At year's end, CGMA converted $1.48 million in outstanding member loans into outright grants, benefiting 733 Coast Guard members across seven programs. This action increased total grant funding for 2025 to $3.2 million and demonstrated CGMA's strategy of using loans and grants in tandem to promote long-term financial stability.

Major events

- 1924 – The League of Coast Guard Women was founded.
- 1925 - First Annual Meeting Held November 2 at Coast Guard Headquarters: 668 members in 28 units
- 1941 – Coast Guard Welfare is established as U.S. enters World War II, absorbing the League's welfare mission.
- 1942 --First Annual Meeting of Coast Guard Welfare held February 25; Vice Admiral Waesche leads nationwide discussion.
- 1947 - Constitution and Bylaws formally published.
- 1960's- Coast Guard Welfare creates its disaster relief program to help Coast Guard members affected by hurricanes.
- 1979 – The name changes to Coast Guard Mutual Assistance; preamble reaffirms mutual aid mission.
- 1998 – CGMA is incorporated into the Commonwealth of Virginia but maintains co-located with Coast Guard Personnel Services Command.
- 2005 – Record Hurricane Response: CGMA distributes $3 million in direct aid to those affected by hurricanes Katrina, Rita, and Wilma.
- 2013 - Adoption Grant Program launched
- 2015 - Supplemental Education Grant enhanced; online tutoring introduced for active duty and dependents.
- 2017 – CGMA distributes $2.6 million in direct aid to those affected by Hurricanes Harvey, Irma, and Maria and provides $6.3 million to more than 5,200 Coast Guard families through interest-free loans and grants.

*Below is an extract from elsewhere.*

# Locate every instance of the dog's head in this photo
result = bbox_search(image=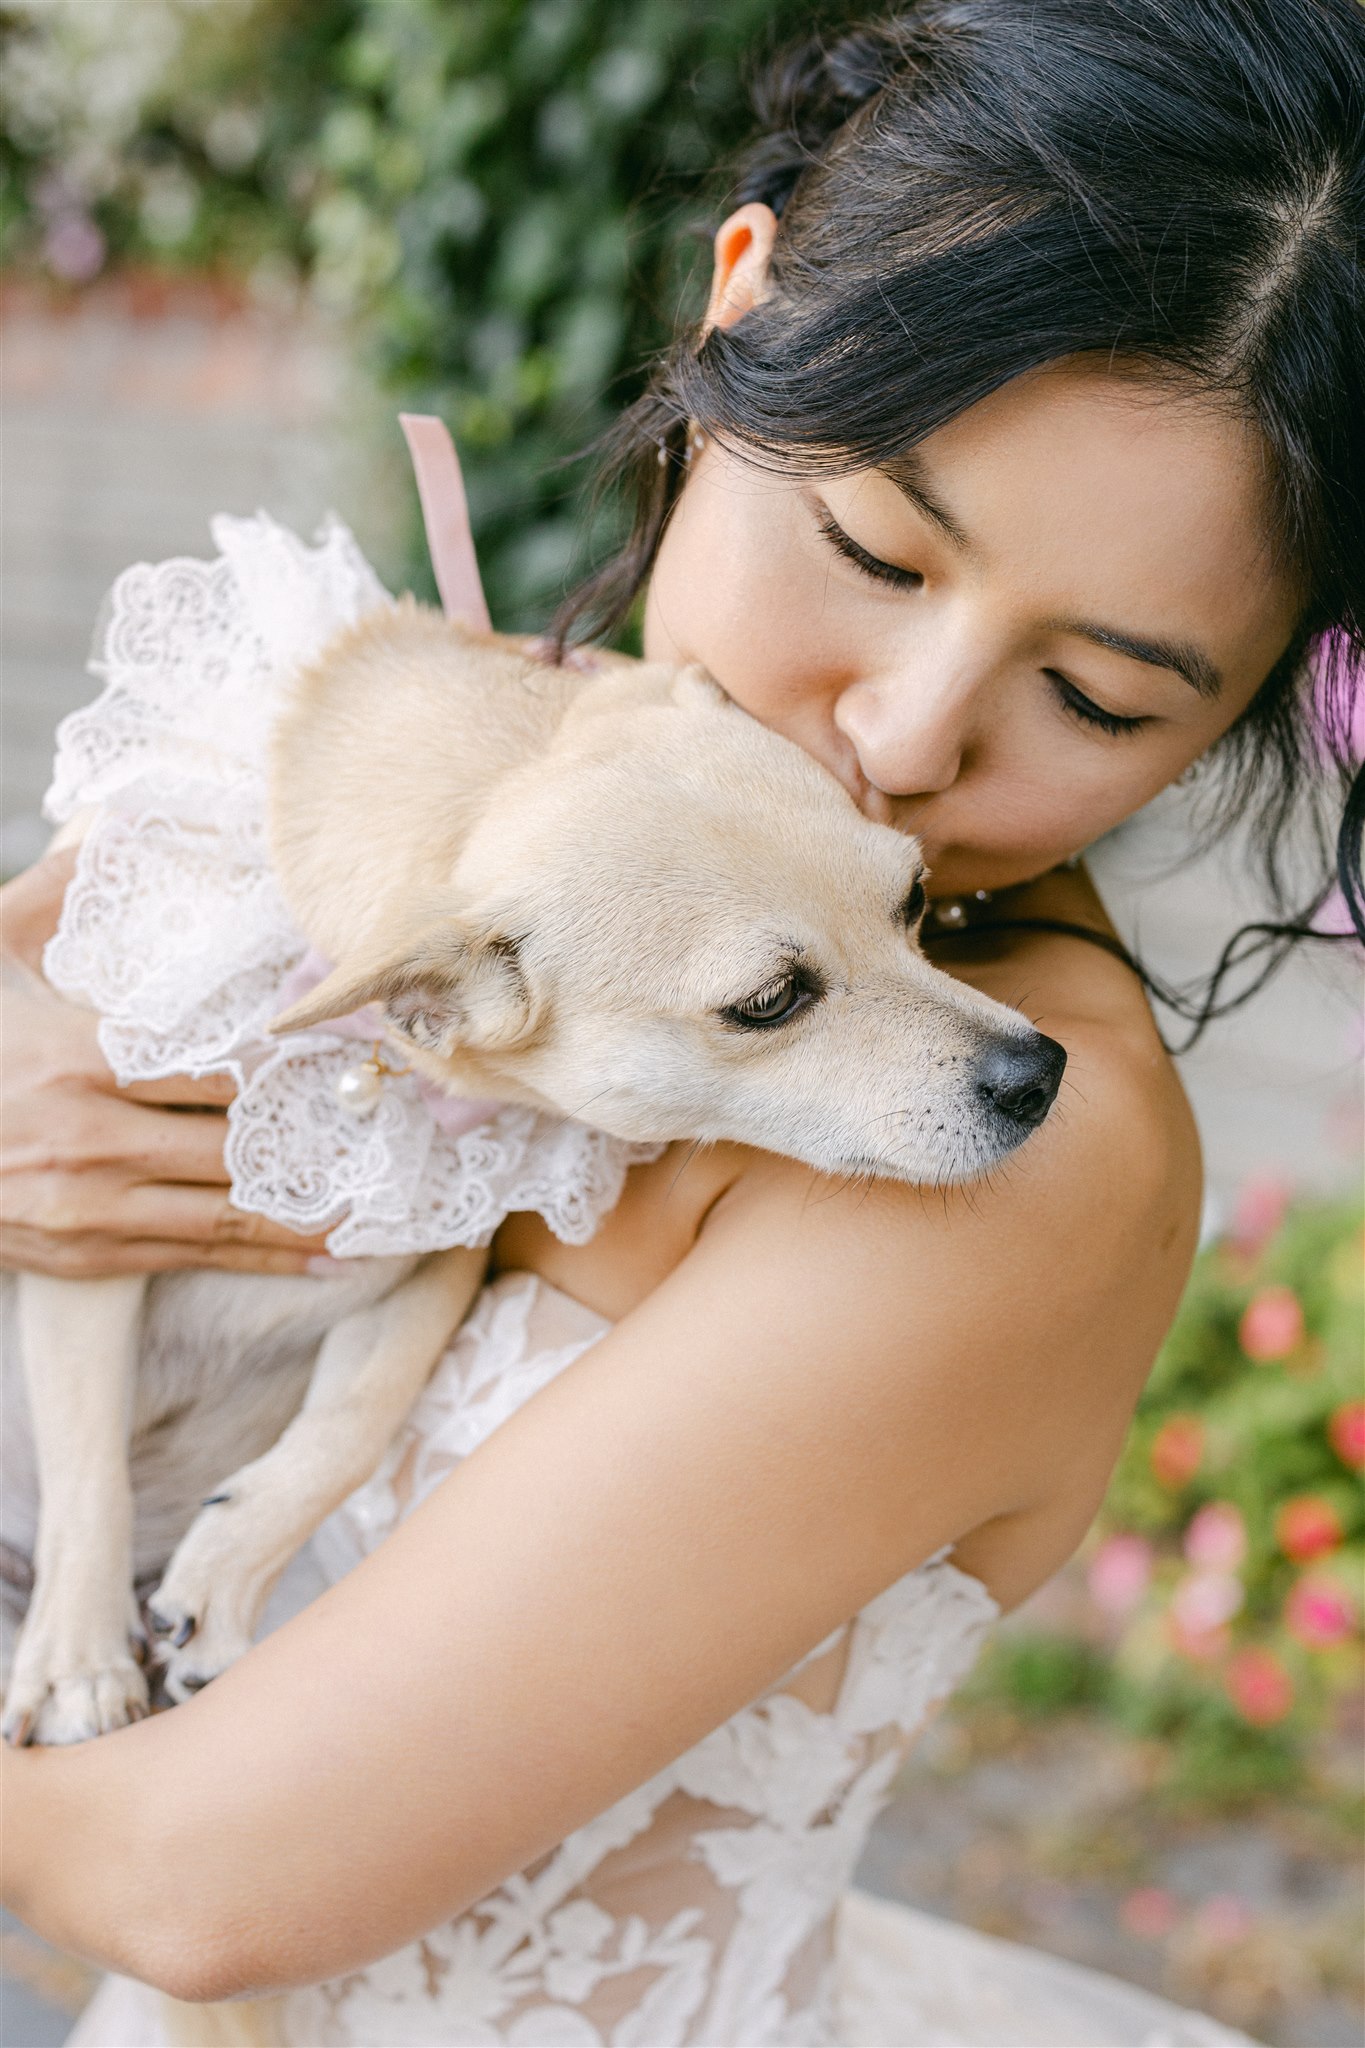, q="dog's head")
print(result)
[272,666,1064,1184]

- 2018 – CGMA provides $5.3 million in financial aid to ~5,000 Coast Guard families.
- 2019 - CGMA delivers $8.4 million in payroll loans to support 6,200+ Coasties affected by the 35-day lapse of appropriation.
- 2020 - COVID-19 pandemic response: $4.5 million in pandemic aid
- 2022 – CGMA processes 5,408 cases serving 4,270 Coast Guard members, providing $6.7 million in total and $2.4 million in grants.
- 2024- CGMA processes 6,000 cases, delivering $8.5 million in direct support to the Coast Guard community, $2.9 million in grants.
- 2025 - Record $12.1 million in annual assistance; Coastal Grit event launched.